Boston Police Faulted For Probe Of Officer Accused Of Abuse

BOSTON (AP) — A new Boston police oversight board has found the department moved too slowly and did not do enough to protect the public when an officer was accused of child sex abuse in 1995.

Internal affairs investigators took nearly a year after learning about the allegations before interviewing Patrick Rose, and even after concluding that he probably sexually abused a 12-year-old child, he was not punished other than to be limited to desk duty for two years, the Office of Police Accountability and Transparency said in a report released Thursday.

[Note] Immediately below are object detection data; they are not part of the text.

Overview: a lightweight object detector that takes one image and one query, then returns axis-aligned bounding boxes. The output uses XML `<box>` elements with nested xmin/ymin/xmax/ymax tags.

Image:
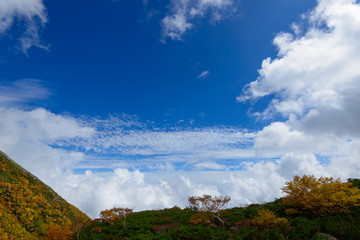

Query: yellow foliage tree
<box><xmin>282</xmin><ymin>175</ymin><xmax>360</xmax><ymax>216</ymax></box>
<box><xmin>188</xmin><ymin>195</ymin><xmax>231</xmax><ymax>227</ymax></box>
<box><xmin>44</xmin><ymin>223</ymin><xmax>74</xmax><ymax>240</ymax></box>
<box><xmin>100</xmin><ymin>207</ymin><xmax>133</xmax><ymax>226</ymax></box>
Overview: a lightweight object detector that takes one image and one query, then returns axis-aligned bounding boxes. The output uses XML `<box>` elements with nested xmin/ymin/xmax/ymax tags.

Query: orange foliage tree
<box><xmin>251</xmin><ymin>209</ymin><xmax>289</xmax><ymax>228</ymax></box>
<box><xmin>282</xmin><ymin>175</ymin><xmax>360</xmax><ymax>216</ymax></box>
<box><xmin>100</xmin><ymin>207</ymin><xmax>133</xmax><ymax>226</ymax></box>
<box><xmin>188</xmin><ymin>195</ymin><xmax>231</xmax><ymax>227</ymax></box>
<box><xmin>45</xmin><ymin>223</ymin><xmax>74</xmax><ymax>240</ymax></box>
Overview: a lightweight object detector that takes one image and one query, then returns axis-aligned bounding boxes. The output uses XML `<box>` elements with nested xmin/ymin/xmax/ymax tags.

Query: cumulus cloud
<box><xmin>0</xmin><ymin>107</ymin><xmax>360</xmax><ymax>217</ymax></box>
<box><xmin>0</xmin><ymin>107</ymin><xmax>260</xmax><ymax>217</ymax></box>
<box><xmin>238</xmin><ymin>0</ymin><xmax>360</xmax><ymax>126</ymax></box>
<box><xmin>0</xmin><ymin>0</ymin><xmax>47</xmax><ymax>53</ymax></box>
<box><xmin>161</xmin><ymin>0</ymin><xmax>235</xmax><ymax>41</ymax></box>
<box><xmin>237</xmin><ymin>0</ymin><xmax>360</xmax><ymax>184</ymax></box>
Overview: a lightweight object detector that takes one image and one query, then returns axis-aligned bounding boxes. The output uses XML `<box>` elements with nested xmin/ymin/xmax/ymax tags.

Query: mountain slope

“Swift action should have been taken” acting Mayor Kim Janey said at a news conference. “It is shameful that it seems the actions taken were to protect their own, rather than to protect children.”

The office, in recommendations included with the report, said future investigations should start within 48 hours of notification, and there should be clear policies and procedures in place to ensure a thorough and independent response by the Internal Affairs Division.

Everyone involved in Rose’s case has since left the department, Janey said. The commissioner at the time, Paul Evans, has previously said he “did everything that could be done” to hold Rose accountable.

Even after the initial abuse allegations, which were eventually dropped, Rose continued to work until retirement in 2018, eventually becoming head of the police patrolmen's union.

He was arrested last August and remains held awaiting trial on 33 charges alleging he abused six children over decades. He has pleaded not guilty and his lawyer says his client maintains his innocence.